The Odessa Record -

Town Council

Council approves ORV use in town

 

March 16, 2017



With the White Knuckle and Frostbite races set to begin the weekend of March 25-26 and the Desert 100 endurance race coming to town the following weekend, the members of the Odessa Town Council met Monday evening and approved an ordinance allowing the riding of off-road vehicles such as dirt bikes, as long as they are properly equipped, to drive on Odessa’s streets, thereby making it possible for more of the race visitors to come into town for shopping or any kinds of events that might be taking place. Recent changes in state law have given municipalities greater decision-making power regarding the use of roadways within their limits.

The first weekend of races take place only about a mile south of town, and it is likely that people attending the races would come to town if they had the opportunity. The Desert 100 races that occur the following weekend have grown to the point where the Stumpjumpers Motorcycle Club has opted to open up their campsite eight miles southwest of town on Thursday evening instead of Friday morning. The competition for prime camping spots can be fierce. Once camped, the race visitors often have no transportation other than their racing bikes. Odessa Chamber president Zach Schafer, working with police chief Tom Clark, the Lincoln County Sheriff’s Office, the Dept. of Transportation and other interested parties, appealed to the council to approve the proposed ordinance. Several business owners in the downtown area will very likely see an uptick in business on both weekends as a result.

Animal control

Much of Monday night’s meeting was also taken up by the growing problem of the feral cat population in town.
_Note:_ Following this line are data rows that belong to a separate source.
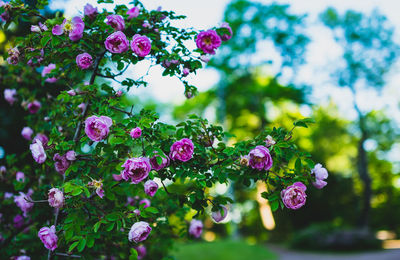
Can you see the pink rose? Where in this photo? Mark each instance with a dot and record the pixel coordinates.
(217, 216)
(56, 198)
(294, 196)
(260, 158)
(34, 106)
(196, 228)
(117, 42)
(140, 45)
(9, 95)
(136, 132)
(135, 169)
(139, 231)
(208, 41)
(90, 11)
(154, 163)
(84, 60)
(182, 150)
(132, 13)
(48, 237)
(38, 153)
(97, 128)
(320, 174)
(150, 187)
(48, 69)
(27, 133)
(116, 21)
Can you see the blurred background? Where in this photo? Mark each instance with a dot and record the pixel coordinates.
(334, 61)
Hospital maintenance supervisor Abby Reyes brought the hospital’s concerns to the council about the problems on the medical campus. He said the animals have figured out how to get into the dumpsters looking for food. They have also ingested things such as pieces of rubber gloves which have been regurgitated onto the grounds. There is concern that the situation could result in a vector for disease transmission.

Chief Clark proposed an ordinance detailing steps to be taken to combat the problem. During the council’s discussion, dogs at large were also discussed, and Clark said he was also reworking the ordinance pertaining to that issue. The discussion went on at such length that the council ultimately decided to table the issue and take it up again at its next meeting after they have had time to study it.

Clark added that only 50 dog owners out of the 200 or so who previously had purchased licenses have renewed those licenses this year. He intimated that trying to reunite loose dogs with their owners is not an efficient use of police time and said he hope people would update their animals’ tags soon with current information.